Cédula Imobiliária Rural

A nova lei amplia o uso da Cédula Imobiliária Rural (CIR), que é uma promessa de pagamento em dinheiro, decorrente de operação de crédito de qualquer modalidade.

Também, para qualquer operação financeira, não só de crédito junto às instituições e, ainda, define prazo de 5 dias para que o credor informe a liquidação da CIR.

Cédula de Produto Rural (CPR)

A Cédula de Produto Rural (CPR) é emitida para garantir o pagamento de um empréstimo rural com a produção agrícola, pecuária, plantio de floresta, pesca, aquicultura e demais derivados.

A medida amplia e prevê maior detalhamento dos produtos passíveis de emissão da cédula, incluídos os que sofrem beneficiamento e primeira industrialização.

Por exemplo: agora é possível fazer uma CPR de açúcar e não apenas da cana.

Além disso, a Lei do Agro possibilita que o título seja emitido tendo como referência a moeda estrangeira, como o dólar.

A mudança ocorre para aprimorar o mercado de crédito e melhor atender o produtor rural, dando mais flexibilidade de contratação, transparência e segurança jurídica, em especial para acesso de financiamento com captação de investimento internacional.

Subvenção para empresas cerealistas

Devido à carência de capacidade de armazenamento de grãos, a medida autoriza o governo federal a conceder, por meio do Banco Nacional de Desenvolvimento Econômico e Social (BNDES), até R$ 20 milhões por ano em subsídios para diminuir a taxa de juros em financiamentos de construção de silos.

Títulos do agronegócio

A nova lei estabelece que toda Cédula de Produto Rural, a CPR, seja registrada em entidade autorizada pelo Banco Central ou pela Comissão de Valores Mobiliários (CVM).

Entretanto, se envolver garantias de bens, esse registro continua sendo feito em cartórios.

Além disso, outros títulos do agronegócio, como o Certificado de Recebíveis (CRA) e o Certificado de Direitos Creditórios do Agronegócio (CDCA), também poderão ser emitidos em moeda estrangeira.

Certificado de Depósito Bancário

Como o Banco Central emitiu novas normas sobre títulos de crédito emitidos por bancos, os Certificados de Depósito Bancário (CDBs) feitos em forma escritural, podem ser emitidos pelo sistema eletrônico do emissor, ou seja, os próprios bancos.

Escrituração de títulos

Além de medidas para que o processo feito de forma impressa ou eletrônica nas instituições financeiras, houve mudança na chamada Cédula de Crédito Bancário, emitida de forma escritural (impressa).

Então, caberá às escrituradoras (cartórios) inserirem informações em seus sistemas eletrônicos, como: forma de pagamento do título, inclusão de cláusulas contratuais, requisitos essenciais da emissão do título, aditamentos e correções feitos.

Conclusão

A nova Lei do Agro destrava o crédito rural ao incentivar o crédito privado para o agronegócio.

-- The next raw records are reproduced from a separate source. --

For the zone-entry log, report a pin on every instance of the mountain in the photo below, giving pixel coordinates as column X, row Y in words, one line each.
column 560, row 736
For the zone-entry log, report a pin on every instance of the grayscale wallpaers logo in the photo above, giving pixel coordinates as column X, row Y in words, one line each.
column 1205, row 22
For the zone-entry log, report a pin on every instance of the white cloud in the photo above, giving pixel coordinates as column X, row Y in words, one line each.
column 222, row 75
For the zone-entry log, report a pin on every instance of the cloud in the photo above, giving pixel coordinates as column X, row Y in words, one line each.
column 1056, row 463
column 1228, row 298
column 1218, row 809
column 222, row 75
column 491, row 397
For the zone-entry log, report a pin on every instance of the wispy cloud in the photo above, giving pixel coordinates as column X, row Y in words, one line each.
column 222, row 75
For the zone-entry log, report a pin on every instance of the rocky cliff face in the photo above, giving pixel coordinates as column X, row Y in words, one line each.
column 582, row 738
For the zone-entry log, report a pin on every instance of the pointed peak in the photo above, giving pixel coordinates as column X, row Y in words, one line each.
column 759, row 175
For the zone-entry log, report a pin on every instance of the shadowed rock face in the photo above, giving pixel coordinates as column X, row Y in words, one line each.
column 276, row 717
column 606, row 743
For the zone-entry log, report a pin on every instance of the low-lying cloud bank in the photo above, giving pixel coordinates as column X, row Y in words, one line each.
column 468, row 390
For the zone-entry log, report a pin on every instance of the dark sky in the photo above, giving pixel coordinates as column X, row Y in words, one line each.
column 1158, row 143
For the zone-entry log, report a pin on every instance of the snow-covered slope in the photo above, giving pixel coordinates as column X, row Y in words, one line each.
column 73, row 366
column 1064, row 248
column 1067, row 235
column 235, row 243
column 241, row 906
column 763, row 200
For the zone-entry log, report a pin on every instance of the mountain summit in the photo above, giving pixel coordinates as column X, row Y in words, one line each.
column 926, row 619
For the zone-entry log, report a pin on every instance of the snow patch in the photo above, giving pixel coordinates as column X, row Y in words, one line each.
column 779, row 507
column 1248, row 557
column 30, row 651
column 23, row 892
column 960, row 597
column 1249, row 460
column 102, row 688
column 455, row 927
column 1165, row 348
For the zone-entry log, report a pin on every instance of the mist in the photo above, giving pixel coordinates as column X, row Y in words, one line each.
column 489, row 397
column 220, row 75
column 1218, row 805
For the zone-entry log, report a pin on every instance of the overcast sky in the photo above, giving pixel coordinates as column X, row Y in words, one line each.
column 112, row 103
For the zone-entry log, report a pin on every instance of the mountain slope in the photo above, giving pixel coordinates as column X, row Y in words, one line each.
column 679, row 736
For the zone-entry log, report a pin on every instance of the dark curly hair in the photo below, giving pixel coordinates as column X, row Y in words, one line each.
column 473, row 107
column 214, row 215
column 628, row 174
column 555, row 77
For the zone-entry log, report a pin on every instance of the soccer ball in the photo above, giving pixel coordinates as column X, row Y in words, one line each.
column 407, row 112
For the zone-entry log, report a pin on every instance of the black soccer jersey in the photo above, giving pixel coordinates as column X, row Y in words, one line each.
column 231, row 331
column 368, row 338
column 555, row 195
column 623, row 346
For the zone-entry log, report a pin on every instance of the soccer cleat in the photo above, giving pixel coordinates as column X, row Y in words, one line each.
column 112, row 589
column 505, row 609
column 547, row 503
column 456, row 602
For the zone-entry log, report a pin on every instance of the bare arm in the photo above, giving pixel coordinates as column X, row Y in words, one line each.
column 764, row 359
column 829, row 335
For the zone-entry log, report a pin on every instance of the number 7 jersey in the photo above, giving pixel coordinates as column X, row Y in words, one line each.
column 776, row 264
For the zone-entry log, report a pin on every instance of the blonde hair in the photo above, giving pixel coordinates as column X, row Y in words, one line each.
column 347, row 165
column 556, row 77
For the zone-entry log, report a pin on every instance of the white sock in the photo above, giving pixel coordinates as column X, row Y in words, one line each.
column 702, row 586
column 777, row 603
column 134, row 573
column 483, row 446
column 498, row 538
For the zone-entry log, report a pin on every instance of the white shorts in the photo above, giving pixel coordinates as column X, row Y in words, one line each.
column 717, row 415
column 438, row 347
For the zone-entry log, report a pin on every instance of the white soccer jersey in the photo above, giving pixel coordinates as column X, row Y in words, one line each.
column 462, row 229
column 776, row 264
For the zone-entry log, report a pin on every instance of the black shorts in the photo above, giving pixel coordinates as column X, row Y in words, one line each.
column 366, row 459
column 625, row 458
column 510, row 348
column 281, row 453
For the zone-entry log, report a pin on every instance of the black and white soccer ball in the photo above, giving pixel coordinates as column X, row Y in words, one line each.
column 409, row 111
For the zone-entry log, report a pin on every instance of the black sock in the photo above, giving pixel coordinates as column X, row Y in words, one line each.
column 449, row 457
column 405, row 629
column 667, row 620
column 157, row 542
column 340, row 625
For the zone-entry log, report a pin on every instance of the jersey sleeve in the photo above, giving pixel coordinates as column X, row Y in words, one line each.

Assim, a lei abriu o mercado e facilitou a atração de recursos estrangeiros para alguns empréstimos aos produtores brasileiros, com a emissão de títulos do agro em moeda estrangeira.

Então, foi incentivado os financiamentos privados, a partir das Cédulas de Produto Rural (CPRs) eletrônicas e cria ferramentas para ampliar o acesso ao crédito, permitindo que o mesmo imóvel seja dado como garantia de vários empréstimos.